The designation grants various development incentives to medications that address rare disorders affecting fewer than 200,000 people annually in the U.S. Incentives include regulatory support and financial benefits that will help accelerate the clinical development of KP1237, and seven years of marketing exclusivity if regulatory approval is ultimately granted.
“We are pleased to receive this orphan drug designation for KP1237, which is advancing to Phase 1 clinical testing in the fourth quarter of 2020,” Doug Manion, MD, CEO of Kleo, said in a press release.
KP1237 is an antibody recruiting molecule (ARM) that targets CD38, a molecule found on the surface of myeloma cells. Antibody therapies that target CD38 have shown efficacy, and been approved for use, in the treatment of multiple myeloma.
In these therapies, an antibody itself is the active drug, and the therapeutic effect is achieved by the antibody binding to CD38 on myeloma cells, which can kill these cells through several mechanisms. As an ARM, KP1237 achieves a similar end result, but through a different mechanism.
ARMs like KP1237 are able to bind to a particular molecule target — in this case, CD38 — and recruit antibodies that are already in the body to that target. This results in an antibody binding indirectly to CD38.

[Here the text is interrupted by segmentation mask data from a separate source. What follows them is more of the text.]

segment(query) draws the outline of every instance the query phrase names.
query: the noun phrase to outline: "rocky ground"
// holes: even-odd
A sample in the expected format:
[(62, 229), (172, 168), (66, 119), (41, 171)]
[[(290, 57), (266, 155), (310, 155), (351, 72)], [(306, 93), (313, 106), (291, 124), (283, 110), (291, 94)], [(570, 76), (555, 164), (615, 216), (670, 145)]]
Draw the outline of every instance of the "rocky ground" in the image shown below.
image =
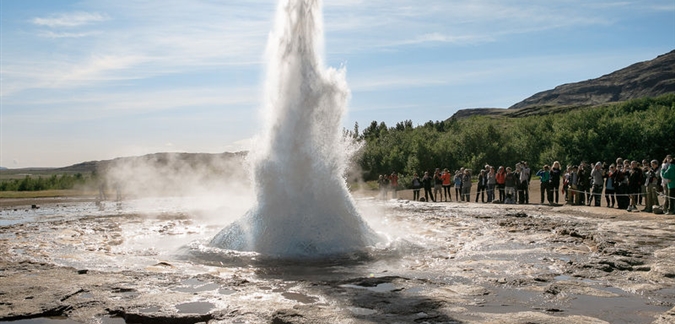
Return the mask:
[[(37, 204), (57, 213), (93, 202)], [(30, 205), (2, 206), (0, 219)], [(192, 211), (110, 203), (103, 208), (116, 212), (6, 225), (0, 321), (675, 322), (673, 216), (373, 199), (359, 207), (392, 243), (321, 262), (209, 250), (199, 242), (221, 227)]]

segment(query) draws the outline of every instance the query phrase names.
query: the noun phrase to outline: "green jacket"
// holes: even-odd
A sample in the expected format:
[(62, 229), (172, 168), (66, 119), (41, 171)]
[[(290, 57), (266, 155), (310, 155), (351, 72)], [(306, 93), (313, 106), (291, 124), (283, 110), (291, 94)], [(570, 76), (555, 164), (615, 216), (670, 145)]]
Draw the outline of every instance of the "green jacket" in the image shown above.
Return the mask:
[(668, 189), (675, 189), (675, 163), (671, 163), (668, 170), (661, 170), (661, 178), (670, 180)]

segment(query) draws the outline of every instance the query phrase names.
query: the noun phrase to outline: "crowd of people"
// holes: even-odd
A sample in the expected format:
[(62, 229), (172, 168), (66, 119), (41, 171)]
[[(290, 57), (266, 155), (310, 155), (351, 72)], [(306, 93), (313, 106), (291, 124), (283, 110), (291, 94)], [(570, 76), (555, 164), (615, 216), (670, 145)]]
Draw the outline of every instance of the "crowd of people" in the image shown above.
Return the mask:
[[(539, 177), (540, 203), (559, 205), (601, 206), (604, 192), (605, 206), (675, 215), (675, 165), (670, 155), (658, 160), (629, 161), (622, 158), (615, 163), (597, 162), (567, 165), (565, 169), (555, 161), (544, 165), (536, 173), (527, 162), (511, 167), (485, 165), (474, 177), (472, 171), (461, 168), (455, 172), (447, 168), (425, 171), (420, 178), (413, 174), (410, 187), (415, 201), (452, 201), (455, 188), (457, 201), (471, 201), (475, 183), (475, 202), (529, 204), (532, 176)], [(381, 196), (391, 191), (396, 198), (399, 177), (396, 172), (378, 179)], [(421, 195), (424, 190), (424, 196)], [(639, 210), (638, 205), (644, 208)]]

In theory, ARMs pose several advantages over antibody therapies: they are smaller than antibodies, which means they may be able to penetrate tumor tissue more effectively, and higher doses might be feasible without causing safety problems.
Additionally, while antibody therapies are almost always given by injection, ARMs might be suitable as oral therapies. Further, the molecular components used to make ARMs are more easily interchangeable than for antibody therapies, so the same ARM-based platform can be more easily tailored for different molecular targets.
Kleo is evaluating KP1237 as a systemic therapy in cases of multiple myeloma that either failed to respond (refractory) or returned after first responding (relapsed) to Darzalex (daratumumab), a CD38-targeting antibody that is FDA-approved to treat myeloma.
The investigational medication also is being evaluated in combination with patients’ own natural killer (NK) cells in people with newly diagnosed multiple myeloma who have minimal residual disease — the small number of cancer cells that remain after treatment — after undergoing a stem cell transplant.
Clinical trials for both of these programs are expected to begin before the end of this year.
Kleo also is planning to assess KP1237 in combination with donor-derived (off-the-shelf) NK cells.
“Based on compelling preclinical data, we will evaluate KP1237 in potentially three different clinical programs where KP1237 can have the greatest impact in patients whose options may be severely limited,” Manion said.